Carlos Konstanski on 28 Jul 2005 05:12:32 -0000


[Date Prev] [Date Next] [Thread Prev] [Thread Next] [Date Index] [Thread Index]

Re: [PLUG] APIC errors, weird crashes


I dealt with this kind of thing before once, where we got 5 new boxes
that were not our usual build.  We had to use "nolapic" in the kernel boot
arguments.  These were single-processor machines.  I forget which CPU
and motherboard they were, but I think the boards were Asus.

With "nolapic" specified, these machines have been reliable, one even
running as a qa server for a huge tomcat app.

Carlos

On Thu, 28 Jul 2005, Jeff Abrahamson wrote:

Date: Thu, 28 Jul 2005 01:07:28 -0400
From: Jeff Abrahamson <jeff@purple.com>
Reply-To: Philadelphia Linux User's Group Discussion List
    <plug@lists.phillylinux.org>
To: PLUG <plug@lists.phillylinux.org>
Subject: [PLUG] APIC errors, weird crashes

I set up a new machine that has been getting weird crashes.  (So far
gnome terminal, mozilla, emacs21, exim4, X, clock applet, workspace
applet, xterm, and ogg123 have crashed.)

At first I thought this was APIC related, as I saw a few kernel log
messages to this effect (see below).  But, for the most part, the
crashes have not been accompanied by anything tell-tale in the logs.
It happens often enough to be annoying but not so often that it's
feasible to sit around and watch it crash.

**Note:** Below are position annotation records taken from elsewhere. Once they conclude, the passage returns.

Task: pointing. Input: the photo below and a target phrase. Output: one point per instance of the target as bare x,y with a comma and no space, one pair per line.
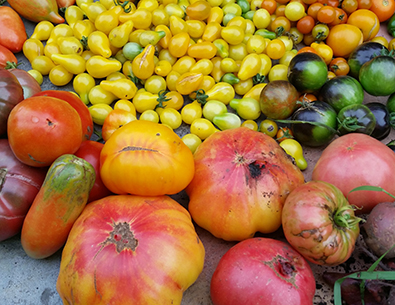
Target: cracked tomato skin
127,249
147,159
262,271
310,225
241,180
19,185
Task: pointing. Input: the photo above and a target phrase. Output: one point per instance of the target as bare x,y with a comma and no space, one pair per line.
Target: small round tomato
384,9
90,151
147,159
42,128
343,39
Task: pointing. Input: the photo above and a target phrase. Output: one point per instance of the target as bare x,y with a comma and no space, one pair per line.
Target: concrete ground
27,281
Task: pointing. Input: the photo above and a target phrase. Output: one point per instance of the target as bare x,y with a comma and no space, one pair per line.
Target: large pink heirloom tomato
320,224
262,271
127,249
242,178
354,160
147,159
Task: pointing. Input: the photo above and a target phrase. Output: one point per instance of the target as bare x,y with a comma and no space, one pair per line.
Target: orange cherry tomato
313,9
384,9
366,21
343,39
305,24
269,5
326,14
349,6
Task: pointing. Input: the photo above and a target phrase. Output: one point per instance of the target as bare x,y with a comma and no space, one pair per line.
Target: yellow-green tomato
192,141
295,150
227,120
251,124
213,108
247,108
99,112
170,117
203,128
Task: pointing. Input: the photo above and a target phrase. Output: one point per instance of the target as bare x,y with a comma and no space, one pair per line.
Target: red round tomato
128,249
78,105
11,93
146,158
355,160
262,271
20,184
320,224
90,151
241,180
42,128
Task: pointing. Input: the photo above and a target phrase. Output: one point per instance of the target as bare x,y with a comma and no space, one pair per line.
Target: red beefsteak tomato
19,185
242,178
90,151
320,224
11,93
42,128
127,249
77,104
354,160
146,158
262,271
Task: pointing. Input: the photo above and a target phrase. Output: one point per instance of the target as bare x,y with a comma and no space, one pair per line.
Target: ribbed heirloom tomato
146,158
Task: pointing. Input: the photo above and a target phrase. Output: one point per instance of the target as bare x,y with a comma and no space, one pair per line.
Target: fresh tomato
130,162
13,31
78,105
20,185
11,93
271,269
42,128
328,236
344,163
90,151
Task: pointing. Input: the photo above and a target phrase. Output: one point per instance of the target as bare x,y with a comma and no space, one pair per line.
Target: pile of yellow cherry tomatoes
198,62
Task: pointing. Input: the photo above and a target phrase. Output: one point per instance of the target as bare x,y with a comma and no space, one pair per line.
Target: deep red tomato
13,31
129,249
354,160
7,58
241,180
11,93
42,128
262,271
20,184
77,104
90,151
320,224
146,158
29,84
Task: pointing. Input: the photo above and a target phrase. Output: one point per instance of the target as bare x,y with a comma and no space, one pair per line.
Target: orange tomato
384,9
366,21
339,66
343,39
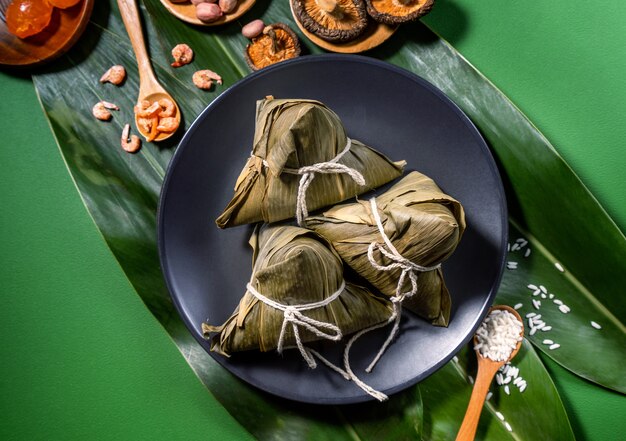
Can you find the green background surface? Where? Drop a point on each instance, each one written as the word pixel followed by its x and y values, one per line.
pixel 82 358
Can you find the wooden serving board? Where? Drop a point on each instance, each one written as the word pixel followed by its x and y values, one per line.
pixel 65 28
pixel 374 35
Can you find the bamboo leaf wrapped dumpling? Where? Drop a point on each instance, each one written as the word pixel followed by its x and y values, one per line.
pixel 301 149
pixel 423 225
pixel 293 271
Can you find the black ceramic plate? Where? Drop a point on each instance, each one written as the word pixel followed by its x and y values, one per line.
pixel 396 112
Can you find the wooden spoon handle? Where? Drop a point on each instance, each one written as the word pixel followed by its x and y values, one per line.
pixel 484 376
pixel 132 22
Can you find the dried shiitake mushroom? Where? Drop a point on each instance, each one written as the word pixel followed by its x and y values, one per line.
pixel 332 20
pixel 276 43
pixel 393 12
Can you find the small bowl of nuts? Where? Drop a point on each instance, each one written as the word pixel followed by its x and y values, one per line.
pixel 207 12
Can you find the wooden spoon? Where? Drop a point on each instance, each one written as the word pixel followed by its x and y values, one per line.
pixel 487 369
pixel 149 87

I'm running Debian testing, but no updates have been posted for
several days.  I'm hoping it's not hardware.

Any suggestions what might be going on or what to do?


[ The remainder of this message details the APIC kernel error, for those who are interested and for posterity. Most can stop reading now. ]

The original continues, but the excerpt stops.